PART 6
Chapter 4
 
Varenka, with her white kerchief on her black hair, surrounded
 by the children, gaily and good-humoredly looking after them, and
 at the same time visibly excited at the possibility of receiving
 a declaration from the man she cared for, was very attractive.
 Sergey Ivanovitch walked beside her, and never left off admiring
 her.  Looking at her, he recalled all the delightful things he
 had heard from her lips, all the good he knew about her, and
 became more and more conscious that the feeling he had for her
 was something special that he had felt long, long ago, and only
 once, in his early youth.  The feeling of happiness in being near
 her continually grew, and at last reached such a point that, as
 he put a huge, slender-stalked agaric fungus in her basket, he
 looked straight into her face, and noticing the flush of glad and
 alarmed excitement that overspread her face, he was confused
 himself, and smiled to her in silence a smile that said too much. 

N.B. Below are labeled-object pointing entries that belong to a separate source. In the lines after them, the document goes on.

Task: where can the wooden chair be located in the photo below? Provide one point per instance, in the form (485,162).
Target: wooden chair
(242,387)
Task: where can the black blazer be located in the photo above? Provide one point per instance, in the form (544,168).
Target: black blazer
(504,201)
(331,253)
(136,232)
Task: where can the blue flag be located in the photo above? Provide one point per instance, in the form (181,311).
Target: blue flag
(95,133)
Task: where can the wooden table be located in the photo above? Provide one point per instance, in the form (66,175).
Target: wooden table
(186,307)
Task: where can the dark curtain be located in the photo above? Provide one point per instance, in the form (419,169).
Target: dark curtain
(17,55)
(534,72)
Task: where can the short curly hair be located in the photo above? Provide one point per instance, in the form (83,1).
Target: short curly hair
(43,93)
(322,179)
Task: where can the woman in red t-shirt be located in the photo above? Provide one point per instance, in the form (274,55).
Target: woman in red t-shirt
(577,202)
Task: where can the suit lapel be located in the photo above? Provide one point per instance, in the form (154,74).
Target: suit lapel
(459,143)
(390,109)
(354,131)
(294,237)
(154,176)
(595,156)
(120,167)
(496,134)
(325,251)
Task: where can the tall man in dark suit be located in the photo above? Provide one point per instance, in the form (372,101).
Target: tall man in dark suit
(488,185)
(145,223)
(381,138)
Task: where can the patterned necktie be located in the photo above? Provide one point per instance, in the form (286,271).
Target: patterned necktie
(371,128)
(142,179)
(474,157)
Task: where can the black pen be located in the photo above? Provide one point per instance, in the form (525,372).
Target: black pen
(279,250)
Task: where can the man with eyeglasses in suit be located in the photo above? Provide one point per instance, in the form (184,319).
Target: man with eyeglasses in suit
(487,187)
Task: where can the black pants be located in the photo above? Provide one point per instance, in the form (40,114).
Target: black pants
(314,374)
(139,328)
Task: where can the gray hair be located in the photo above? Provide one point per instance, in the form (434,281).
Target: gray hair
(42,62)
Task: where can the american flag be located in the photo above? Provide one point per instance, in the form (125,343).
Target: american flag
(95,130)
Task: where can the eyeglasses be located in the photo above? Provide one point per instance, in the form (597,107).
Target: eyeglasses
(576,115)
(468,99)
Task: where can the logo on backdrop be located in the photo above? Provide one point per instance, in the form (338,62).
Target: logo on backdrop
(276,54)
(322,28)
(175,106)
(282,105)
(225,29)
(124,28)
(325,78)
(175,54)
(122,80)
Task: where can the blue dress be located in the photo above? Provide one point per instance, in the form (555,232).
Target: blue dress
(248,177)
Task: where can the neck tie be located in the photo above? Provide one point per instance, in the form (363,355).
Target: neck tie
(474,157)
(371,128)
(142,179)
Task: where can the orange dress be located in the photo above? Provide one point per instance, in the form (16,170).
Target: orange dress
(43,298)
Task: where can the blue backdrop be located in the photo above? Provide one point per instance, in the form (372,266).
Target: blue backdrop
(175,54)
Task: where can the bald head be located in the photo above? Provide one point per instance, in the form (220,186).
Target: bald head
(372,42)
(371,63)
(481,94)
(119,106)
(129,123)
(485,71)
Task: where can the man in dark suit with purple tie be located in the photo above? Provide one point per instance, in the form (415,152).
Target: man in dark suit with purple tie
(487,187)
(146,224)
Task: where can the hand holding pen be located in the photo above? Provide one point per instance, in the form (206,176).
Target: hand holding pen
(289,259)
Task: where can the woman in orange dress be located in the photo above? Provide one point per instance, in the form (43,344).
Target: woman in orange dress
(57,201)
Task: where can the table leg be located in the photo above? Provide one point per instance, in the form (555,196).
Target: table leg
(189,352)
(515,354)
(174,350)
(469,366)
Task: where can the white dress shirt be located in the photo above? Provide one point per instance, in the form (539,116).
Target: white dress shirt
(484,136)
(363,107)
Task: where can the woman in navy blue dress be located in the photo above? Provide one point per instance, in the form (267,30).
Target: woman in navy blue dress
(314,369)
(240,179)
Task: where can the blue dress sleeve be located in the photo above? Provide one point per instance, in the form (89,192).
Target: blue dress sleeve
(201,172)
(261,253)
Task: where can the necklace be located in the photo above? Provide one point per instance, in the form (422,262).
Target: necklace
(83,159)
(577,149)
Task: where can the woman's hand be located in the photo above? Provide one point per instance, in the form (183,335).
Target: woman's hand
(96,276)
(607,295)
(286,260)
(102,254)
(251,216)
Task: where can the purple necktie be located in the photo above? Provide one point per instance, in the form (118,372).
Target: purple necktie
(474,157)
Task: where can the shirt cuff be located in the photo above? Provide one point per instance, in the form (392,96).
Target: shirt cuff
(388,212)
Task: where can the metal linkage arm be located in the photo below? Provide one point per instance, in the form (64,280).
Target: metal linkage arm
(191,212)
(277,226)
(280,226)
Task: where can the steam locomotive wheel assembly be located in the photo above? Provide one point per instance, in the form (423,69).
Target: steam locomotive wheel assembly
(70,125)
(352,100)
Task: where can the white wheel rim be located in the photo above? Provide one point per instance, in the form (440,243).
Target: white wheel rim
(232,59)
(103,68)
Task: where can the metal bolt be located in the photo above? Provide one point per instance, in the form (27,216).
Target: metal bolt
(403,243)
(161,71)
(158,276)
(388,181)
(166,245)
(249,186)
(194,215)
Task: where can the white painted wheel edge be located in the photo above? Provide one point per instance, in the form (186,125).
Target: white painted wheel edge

"If so," he said to himself, "I ought to think it over and make
 up my mind, and not give way like a boy to the impulse of a
 moment." 
"I'm going to pick by myself apart from all the rest, or else my
 efforts will make no show," he said, and he left the edge of the
 forest where they were walking on low silky grass between old
 birch trees standing far apart, and went more into the heart of
 the wood, where between the white birch trunks there were gray
 trunks of aspen and dark bushes of hazel.  Walking some forty
 paces away, Sergey Ivanovitch, knowing he was out of sight, stood
 still behind a bushy spindle-tree in full flower with its rosy
 red catkins.  It was perfectly still all round him.  Only
 overhead in the birches under which he stood, the flies, like a
 swarm of bees, buzzed unceasingly, and from time to time the
 children's voices were floated across to him.  All at once he
 heard, not far from the edge of the wood, the sound of Varenka's
 contralto voice, calling Grisha, and a smile of delight passed
 over Sergey Ivanovitch's face.  Conscious of this smile, he shook
 his head disapprovingly at his own condition, and taking out a
 cigar, he began lighting it.  For a long while he could not get a
 match to light against the trunk of a birch tree.  The soft
 scales of the white bark rubbed off the phosphorus, and the light
 went out.  At last one of the matches burned, and the fragrant
 cigar smoke, hovering uncertainly in flat, wide coils, stretched
 away forwards and upwards over a bush under the overhanging
 branches of a birch tree.  Watching the streak of smoke, Sergey
 Ivanovitch walked gently on, deliberating on his position.